The following passage demonstrates the Far Right’s perceptions: “‘We got our clock cleaned in 2012,’ Fink began. ‘This is a long-term battle.’ The challenge, he said he had learned, was that the country was divided into three distinct parts. The first third already supported the Kochs’ conservative, libertarian vision. Another third, the liberals, whom he referred to as ‘collectivists,’ using the old John Birch Society term, were beyond the Kochs’ reach. ‘The battle for the future of the country is who can win the hearts and minds of the middle third,’ Fink said. ‘It will determine the direction of the country’” (358).
 
“The 100 biggest known donors in 2014 spent nearly as much money on behalf of their candidates as the 4.75 million people who contributed $200 or less.
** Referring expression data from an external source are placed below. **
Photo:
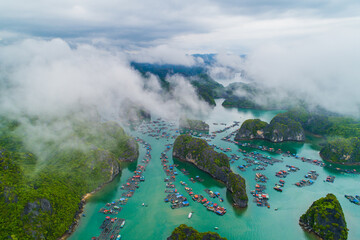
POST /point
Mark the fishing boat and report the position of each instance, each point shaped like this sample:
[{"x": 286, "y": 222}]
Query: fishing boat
[{"x": 122, "y": 224}]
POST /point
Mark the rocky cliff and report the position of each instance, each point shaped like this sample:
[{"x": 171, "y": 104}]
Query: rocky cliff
[
  {"x": 280, "y": 129},
  {"x": 199, "y": 153},
  {"x": 344, "y": 151},
  {"x": 184, "y": 232},
  {"x": 326, "y": 219}
]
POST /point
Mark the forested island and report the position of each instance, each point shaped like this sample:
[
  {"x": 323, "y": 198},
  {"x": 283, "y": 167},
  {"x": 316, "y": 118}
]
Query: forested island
[
  {"x": 184, "y": 232},
  {"x": 41, "y": 195},
  {"x": 198, "y": 152},
  {"x": 340, "y": 142},
  {"x": 326, "y": 219},
  {"x": 280, "y": 129}
]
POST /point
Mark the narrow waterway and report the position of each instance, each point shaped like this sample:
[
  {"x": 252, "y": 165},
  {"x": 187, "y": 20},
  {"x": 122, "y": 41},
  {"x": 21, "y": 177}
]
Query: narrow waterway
[{"x": 157, "y": 220}]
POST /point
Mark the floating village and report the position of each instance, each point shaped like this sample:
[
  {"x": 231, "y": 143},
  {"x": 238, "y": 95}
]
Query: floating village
[{"x": 180, "y": 194}]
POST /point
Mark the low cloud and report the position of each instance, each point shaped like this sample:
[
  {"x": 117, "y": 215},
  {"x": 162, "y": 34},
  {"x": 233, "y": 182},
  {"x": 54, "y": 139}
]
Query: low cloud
[
  {"x": 321, "y": 70},
  {"x": 45, "y": 84}
]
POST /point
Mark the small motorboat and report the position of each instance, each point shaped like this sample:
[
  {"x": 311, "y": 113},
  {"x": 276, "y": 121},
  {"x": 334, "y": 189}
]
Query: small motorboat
[{"x": 122, "y": 225}]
On their own, the top 100 known donors gave $323 million. And this was only the disclosed money. Once the millions of dollars is unlimited, undisclosed dark money were included, there was little doubt that an extraordinarily small and rich conservative clique had financially dominated everyone else” (371). Enough said?
These are Mayer’s last few sentences of the book: “But sharing was never easy for Charles Koch. As a child, he used to tell an unfunny joke. When called upon to split a treat with others, he would say with a wise-guy grin, ‘I just want my fair share—which is all of it’” (378). Indeed.